Stormy Simon knows what it takes to change minds and build a brand. As VP of Branding for Overstock.com, where she started as a temp, Simon oversaw the company growth from 250 million dollars in revenue to 500 million at a time when most Americans were too afraid to shop online.
After a successful, highly influential career in e-commerce Simon decided not to rest on past accomplishments but enter the world of legal cannabis, where she spent the past few years learning all she could about the plant while sharing what she knows about how to convince people to try something new.
She’s currently on the board of both High Times Magazine, one of the oldest brands in weed, as well as CannaKids, a relatively new organization out of California that aims to provide medicine and support to parents who choose cannabis for their children’s medical needs.
The Splimm Team caught up with Simon to talk about what she feels are the biggest challenges for cannabis consumers at the moment, the increasingly available research, and why cannabis offers a chance for empowerment.
Why were you drawn to High Times?
Stormy Simon: Well I’m on the board of High Times. You know it’s interesting, because they were just purchased in March of 2017, so you’ve got new management, a great plan, a booming industry, and it’s like how to protect what’s been built when you’ve got a 45-year-old company. And they’re moving it from New York to LA, so a lot’s happened. They have real dreams for this company. It’s exciting to be apart of it. It’s a 45-year-old brand in cannabis, and that’s so special.
You’re also on the Board of CannaKids. Was it helping children that first attracted you to cannabis or was it something else?
SS: It was something else. Once I decided I was leaving Overstock, I had a lot of opportunities in e-commerce, some great opportunities in e-commerce. But Overstock is a good opportunity in E-Commerce. So why would I leave something that I was doing to go do it somewhere else?
But I was following Colorado, and so when they went rec [allowed for adults over 21 to legally purchase cannabis], having come from e-commerce [at a time when] the industry was booming and evolving and we were developing things that stuck forever, cannabis became more and more appealing to me. I appreciate the plant, I use it for my own medical benefits, and I was using it before I even understood why I was using it.
So when I came in and thought I’m really going to get intimate with his plant, and build a big brand maybe, what I learned was about real illness. And real science that has been applied and already been done, but you had to search for it. And to think even two years ago how much more buried that information was! Colorado’s really helped bring this thing to light with the recreational use.
What do you feel is the biggest obstacle facing parents who want to use cannabis right now?
SS: As I learned and met these mothers, learned about these children, it became a passion and a conversation that I realized people were a little shaky to have. They were shaky on it. I feel like it’s a conversation that has to be started, and we’ve got to break down this fear.
Really what are we afraid of? When you think of what we’re doing already, we’ll take our kid right into the dentist, we’ll shoot them up with Novocain, we’ll knock them out. Then we’ll video tape them waking up, saying the funniest things. And when we talk about cannabis we say, “but will your child get high!” I think of those videos, and I think, well okay, maybe they do, maybe they have to. What science is proving about this plant, it’s not exclusive to adults. And we easily adopt morphine and things that are already proven to cause bad addiction and death and really heavy harm to the body. But we are afraid of plant that grows out of God’s green earth. The conversation stops short because of this preconceived belief system we’ve had about marijuana. And when you talk about it with children, you break a lot of barriers quick. [You start to ask] does high mean healing?
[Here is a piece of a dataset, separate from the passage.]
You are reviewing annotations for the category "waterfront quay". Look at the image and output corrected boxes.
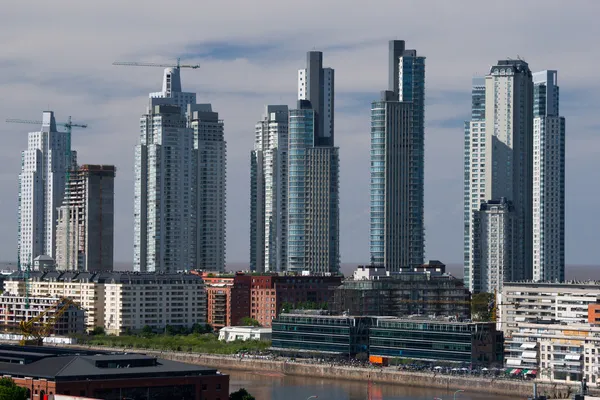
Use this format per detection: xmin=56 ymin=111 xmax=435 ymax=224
xmin=57 ymin=346 xmax=600 ymax=398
Why do you think a parent might choose cannabis over a more traditional treatment method, like prescription drugs?
SS: A lot of these medicines, for ADHD or anything else, they’re highly addictive. But because it’s a prescription, we accept that instead of empowering ourselves. And that’s what this cannabis and children [movement] is. Their parents empowering themselves and saying: I’ll take this into my own hands, I’ll educate myself and I’ll administer my own medicine to my child. I’m not sure what the fear is, if it’s judgment. But the people I talk to who question it, their child’s not sick. When your child’s sick I think you do desperate measures.
And I don’t find this to be desperate. I find it to be accessible and something we should do, openly, and without condemnation.
Even for adults: ‘I need sleeping pills, the stress is too much.’ And that’s fine. But don’t judge me if I choose a plant.
If an adult is considering cannabis, either for their own health or the health of their child, what’s the most important thing they can do?
SS: If the government said tomorrow you can get this now, people would blindly go do it. And they’re waiting for the government to educate them as well. But you don’t need the government to educate you. The information is out there. There is already science. You don’t have to wait for that 10 billion dollars in research so that you can get your medication at 5,000 dollars a month. There is a way to explore this for a lot less money.
I think when it comes to being that parent, I don’t think you have to do that anymore. You can reach out to an organization like CannaKids. You can have a conversation with a nurse.
Educate yourself. That’s the key. That’s the message. Did I join this for the money rush? No. I’m a very big advocate and believer, and if I can get 10 people to change their minds – or at least open it a little bit – then it was worth leaving Overstock.